Today I collected all the brief competition descriptions on the Kaggle website. I'm interested in how often data science for good type competitions were held and under what conditions. I'd also like to know how they compare to other types of competitions held.
library(tidyverse)
library(lubridate)
library(here)
kaggle <- read_csv(here("data/kaggle_competitions.csv"))
str(kaggle, give.attr = F)
## Classes 'spec_tbl_df', 'tbl_df', 'tbl' and 'data.frame': 339 obs. of 9 variables:
## $ title : chr "Predict Future Sales" "iMaterialist (Fashion) 2019 at FGVC6" "iNaturalist 2019 at FGVC6" "Google Landmark Recognition 2019" ...

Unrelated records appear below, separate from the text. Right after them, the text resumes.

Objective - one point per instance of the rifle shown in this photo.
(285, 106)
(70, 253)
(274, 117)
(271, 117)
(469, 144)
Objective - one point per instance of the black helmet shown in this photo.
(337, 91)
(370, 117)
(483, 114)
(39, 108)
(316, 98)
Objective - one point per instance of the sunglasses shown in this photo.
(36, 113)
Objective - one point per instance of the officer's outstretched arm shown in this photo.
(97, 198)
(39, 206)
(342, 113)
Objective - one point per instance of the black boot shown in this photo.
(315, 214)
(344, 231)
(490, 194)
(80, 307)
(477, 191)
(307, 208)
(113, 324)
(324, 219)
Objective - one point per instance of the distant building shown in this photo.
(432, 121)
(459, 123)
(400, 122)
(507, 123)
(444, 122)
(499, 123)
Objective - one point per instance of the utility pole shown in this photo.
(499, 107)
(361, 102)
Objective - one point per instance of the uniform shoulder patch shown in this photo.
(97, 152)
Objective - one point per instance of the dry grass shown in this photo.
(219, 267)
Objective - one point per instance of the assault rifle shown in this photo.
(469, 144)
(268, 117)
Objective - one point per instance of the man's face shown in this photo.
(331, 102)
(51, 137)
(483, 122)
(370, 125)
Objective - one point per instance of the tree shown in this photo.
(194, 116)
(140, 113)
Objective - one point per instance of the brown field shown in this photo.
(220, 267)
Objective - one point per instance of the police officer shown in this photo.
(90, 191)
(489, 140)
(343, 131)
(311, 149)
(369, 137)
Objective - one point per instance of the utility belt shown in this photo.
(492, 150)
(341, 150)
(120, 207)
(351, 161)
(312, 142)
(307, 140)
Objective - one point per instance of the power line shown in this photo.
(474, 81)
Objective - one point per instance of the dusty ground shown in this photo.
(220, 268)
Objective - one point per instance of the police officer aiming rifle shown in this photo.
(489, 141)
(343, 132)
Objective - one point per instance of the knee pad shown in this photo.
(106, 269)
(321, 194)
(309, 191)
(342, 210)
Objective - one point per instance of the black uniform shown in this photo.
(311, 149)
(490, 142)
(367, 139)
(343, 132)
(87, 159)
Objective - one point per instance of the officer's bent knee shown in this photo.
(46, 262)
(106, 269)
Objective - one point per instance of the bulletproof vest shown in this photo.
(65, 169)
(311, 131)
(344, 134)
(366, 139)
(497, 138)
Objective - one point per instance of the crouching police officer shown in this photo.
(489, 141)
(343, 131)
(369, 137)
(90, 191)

## $ short_desc : chr "Final project for \"How to win a data science competition\" Coursera course" "Fine-grained segmentation task for fashion and apparel" "Fine-grained classification spanning a thousand species" "Label famous (and not-so-famous) landmarks in images" ...
## $ category : chr "Playground" "Research" "Research" "Research" ...
## $ prize : chr "Kudos" "Kudos" "Kudos" "$25,000" ...
## $ tags : chr NA NA NA NA ...
## $ kernels_comp : chr NA NA NA NA ...
## $ submission_details: chr NA NA NA NA ...
## $ teams_entered : num 3281 203 209 281 144 ...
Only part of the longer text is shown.